The front door was locked. Ruthie missing would definitely be enough in a small town like this to cause alarm. Teresa scanned the neighborhood. It was quiet. Not a soul stirred. Except the zoe line leading into the house. It twitched, like a hose when the water is first turned on.

She crept around to a side window and peered in. A living room. No people. Next window. No one in the exercise room. A fence blocked her from entering the back yard. She went around to the other side where a string ran down through an eye-screw in the wood. She tugged the string, and a gate opened.
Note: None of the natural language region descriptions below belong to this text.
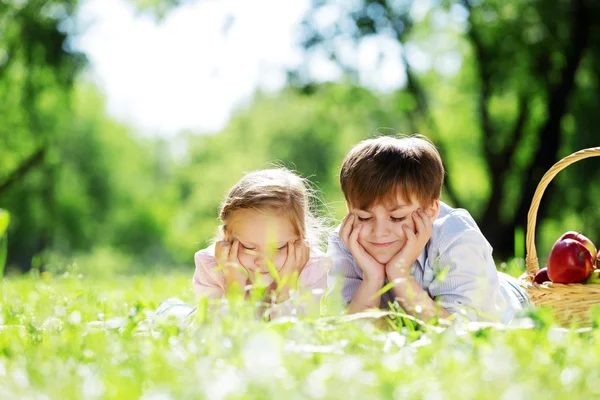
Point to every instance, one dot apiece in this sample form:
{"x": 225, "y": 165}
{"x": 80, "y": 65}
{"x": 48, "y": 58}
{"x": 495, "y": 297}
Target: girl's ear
{"x": 433, "y": 210}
Teresa slipped through and closed it behind her. She stood, silent and still, and listened. There had been no Beware of Dog signs, so she hoped there were no dogs.

A window toward the end of the house was cracked open. Skunky smoke, the same scent from the kids at the cemetery, wafted out.

She crept to the window and peered inside. A young man sat in a recliner. The zoe line disappeared into his chest. He wore a headset and had a video game controller in his hands. He took a drag off a joint and held the smoke. On the exhale, he emitted a series of shallow coughs before setting the joint in an ashtray.

Teresa ducked when he leaned over to grab a bottle off the same table. Beer. This kid, who couldn’t be a day over nineteen, was home alone drinking beer and smoking pot.

“My parents moved to fucking Florida and left me here,” he said into the headset, as if responding to Teresa’s thought. Perhaps he was older than nineteen then. “Living in their house rent free, bitches.” He pushed buttons on his controller.

Teresa went around to the back and tried the sliding glass door. It opened smooth and quiet. The screen, however, rattled and screeched along the track.

A big dog’s booming bark came from somewhere inside.